3.3. Questões de conhecimento prejudicado
Devendo proceder o pedido de pronúncia arbitral pelo fundamento referido, fica prejudicado, por ser inútil, o conhecimento das restantes questões suscitadas.
4. Decisão
Termos em que acordam neste Tribunal Arbitral em:
– julgar procedente o pedido de pronúncia arbitral;
– anular a liquidação de IRS e juros compensatórios n.º 2014… .
5. Valor do processo
De harmonia com o disposto no artigo 306.º, n.º 2, do CPC e 97.º-A, n.º 1, alínea a), do CPPT e 3.º, n.º 2, do Regulamento de Custas nos Processos de Arbitragem Tributária fixa-se ao processo o valor de € 620.664,86.
6. Custas
Nos termos do artigo 22.º, n.º 4, do RJAT, fixa-se o montante das custas em € 9.180,00, nos termos da Tabela I anexa ao Regulamento de Custas nos Processos de Arbitragem Tributária, a cargo da Autoridade Tributária e Aduaneira.
Lisboa, 15-02-2016
Os Árbitros
(Jorge Lopes de Sousa)
(Nuno Oliveira Garcia)
(A. Sérgio de Matos)
[1] Redacção do Decreto-Lei n.º 141/92, de 17 de Julho.

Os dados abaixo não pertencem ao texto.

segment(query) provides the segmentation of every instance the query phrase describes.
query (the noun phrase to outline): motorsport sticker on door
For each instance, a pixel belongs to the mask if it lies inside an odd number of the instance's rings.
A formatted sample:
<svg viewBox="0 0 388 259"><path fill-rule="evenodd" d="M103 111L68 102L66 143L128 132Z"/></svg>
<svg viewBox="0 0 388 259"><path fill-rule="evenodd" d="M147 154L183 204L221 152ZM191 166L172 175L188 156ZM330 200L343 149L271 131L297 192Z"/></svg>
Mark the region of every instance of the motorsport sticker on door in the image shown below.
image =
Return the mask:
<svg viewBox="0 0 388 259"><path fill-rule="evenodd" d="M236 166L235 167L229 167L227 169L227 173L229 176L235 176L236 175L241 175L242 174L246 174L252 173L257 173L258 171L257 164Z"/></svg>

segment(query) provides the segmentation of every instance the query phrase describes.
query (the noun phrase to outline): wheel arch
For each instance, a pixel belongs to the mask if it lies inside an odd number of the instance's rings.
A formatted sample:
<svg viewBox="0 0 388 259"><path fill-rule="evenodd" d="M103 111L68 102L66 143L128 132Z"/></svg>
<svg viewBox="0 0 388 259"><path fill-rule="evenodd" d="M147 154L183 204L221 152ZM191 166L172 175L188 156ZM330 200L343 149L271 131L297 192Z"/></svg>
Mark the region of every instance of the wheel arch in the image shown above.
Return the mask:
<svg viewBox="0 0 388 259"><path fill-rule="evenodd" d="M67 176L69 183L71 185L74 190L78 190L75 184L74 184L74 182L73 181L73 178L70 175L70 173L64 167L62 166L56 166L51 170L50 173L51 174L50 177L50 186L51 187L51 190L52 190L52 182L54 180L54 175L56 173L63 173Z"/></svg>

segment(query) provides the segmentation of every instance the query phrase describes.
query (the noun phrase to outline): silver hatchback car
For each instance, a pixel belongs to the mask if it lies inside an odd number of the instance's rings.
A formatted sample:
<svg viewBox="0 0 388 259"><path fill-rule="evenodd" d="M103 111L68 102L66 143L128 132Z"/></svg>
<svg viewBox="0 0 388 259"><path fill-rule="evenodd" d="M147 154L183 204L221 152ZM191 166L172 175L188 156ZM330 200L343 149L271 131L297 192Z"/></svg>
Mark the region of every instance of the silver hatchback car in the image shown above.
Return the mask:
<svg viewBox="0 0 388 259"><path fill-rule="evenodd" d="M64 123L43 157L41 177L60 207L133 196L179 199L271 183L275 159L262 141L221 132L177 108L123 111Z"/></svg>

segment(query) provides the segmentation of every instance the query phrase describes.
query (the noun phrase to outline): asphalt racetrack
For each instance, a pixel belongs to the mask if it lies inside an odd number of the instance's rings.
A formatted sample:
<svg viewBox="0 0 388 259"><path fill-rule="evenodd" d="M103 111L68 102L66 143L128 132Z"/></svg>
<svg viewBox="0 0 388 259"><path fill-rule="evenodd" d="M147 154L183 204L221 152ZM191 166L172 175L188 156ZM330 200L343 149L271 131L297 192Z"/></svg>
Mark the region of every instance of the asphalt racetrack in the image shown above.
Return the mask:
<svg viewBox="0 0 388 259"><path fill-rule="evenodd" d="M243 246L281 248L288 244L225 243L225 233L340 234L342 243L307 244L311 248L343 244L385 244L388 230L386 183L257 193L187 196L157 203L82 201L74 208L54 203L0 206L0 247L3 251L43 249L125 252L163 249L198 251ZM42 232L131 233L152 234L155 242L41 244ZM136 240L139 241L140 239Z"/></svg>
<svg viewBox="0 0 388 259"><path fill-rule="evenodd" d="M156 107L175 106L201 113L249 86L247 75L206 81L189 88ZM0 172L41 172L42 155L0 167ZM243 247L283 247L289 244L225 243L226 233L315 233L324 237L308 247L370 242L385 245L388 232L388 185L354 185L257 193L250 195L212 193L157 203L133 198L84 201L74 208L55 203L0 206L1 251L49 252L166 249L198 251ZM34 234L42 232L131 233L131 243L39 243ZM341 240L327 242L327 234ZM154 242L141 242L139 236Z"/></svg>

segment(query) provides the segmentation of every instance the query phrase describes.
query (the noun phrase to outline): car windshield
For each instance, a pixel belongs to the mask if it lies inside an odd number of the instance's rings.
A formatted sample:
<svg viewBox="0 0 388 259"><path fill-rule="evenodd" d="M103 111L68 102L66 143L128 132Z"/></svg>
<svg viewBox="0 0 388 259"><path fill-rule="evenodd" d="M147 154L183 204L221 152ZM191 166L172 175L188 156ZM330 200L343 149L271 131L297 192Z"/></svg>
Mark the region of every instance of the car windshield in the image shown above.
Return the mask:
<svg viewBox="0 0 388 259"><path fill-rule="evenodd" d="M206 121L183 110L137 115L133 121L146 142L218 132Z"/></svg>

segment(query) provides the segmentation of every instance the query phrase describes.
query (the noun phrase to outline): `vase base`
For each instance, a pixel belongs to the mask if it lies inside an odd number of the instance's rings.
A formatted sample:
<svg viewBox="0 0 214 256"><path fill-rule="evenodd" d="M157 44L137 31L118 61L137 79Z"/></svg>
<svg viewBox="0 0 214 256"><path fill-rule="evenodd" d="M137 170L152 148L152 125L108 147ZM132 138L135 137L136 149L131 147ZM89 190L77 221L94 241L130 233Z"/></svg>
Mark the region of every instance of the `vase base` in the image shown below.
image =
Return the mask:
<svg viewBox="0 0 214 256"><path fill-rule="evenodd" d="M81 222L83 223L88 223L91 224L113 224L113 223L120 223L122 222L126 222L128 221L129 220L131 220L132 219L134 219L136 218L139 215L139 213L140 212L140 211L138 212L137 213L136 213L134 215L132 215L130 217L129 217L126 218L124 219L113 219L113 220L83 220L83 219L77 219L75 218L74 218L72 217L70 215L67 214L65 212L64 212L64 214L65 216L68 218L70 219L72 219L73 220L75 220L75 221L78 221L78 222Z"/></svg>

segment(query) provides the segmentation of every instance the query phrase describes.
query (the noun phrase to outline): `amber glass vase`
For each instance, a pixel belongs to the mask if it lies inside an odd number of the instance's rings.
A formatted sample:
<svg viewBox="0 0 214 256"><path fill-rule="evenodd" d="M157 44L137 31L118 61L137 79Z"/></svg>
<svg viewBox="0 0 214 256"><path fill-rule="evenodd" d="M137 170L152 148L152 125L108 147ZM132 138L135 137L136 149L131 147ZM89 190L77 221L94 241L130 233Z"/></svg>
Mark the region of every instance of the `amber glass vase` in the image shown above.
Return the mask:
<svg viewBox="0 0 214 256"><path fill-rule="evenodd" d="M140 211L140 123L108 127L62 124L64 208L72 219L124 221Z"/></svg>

A redacção inicial era a seguinte: «1 - Os ganhos que não eram sujeitos ao imposto de mais-valias, criado pelo código aprovado pelo Decreto-Lei 46373, de 9 de Junho de 1965, só ficam sujeitos ao IRS se a aquisição dos bens ou direitos de cuja transmissão provêm se houver efectuado depois da entrada em vigor deste Código».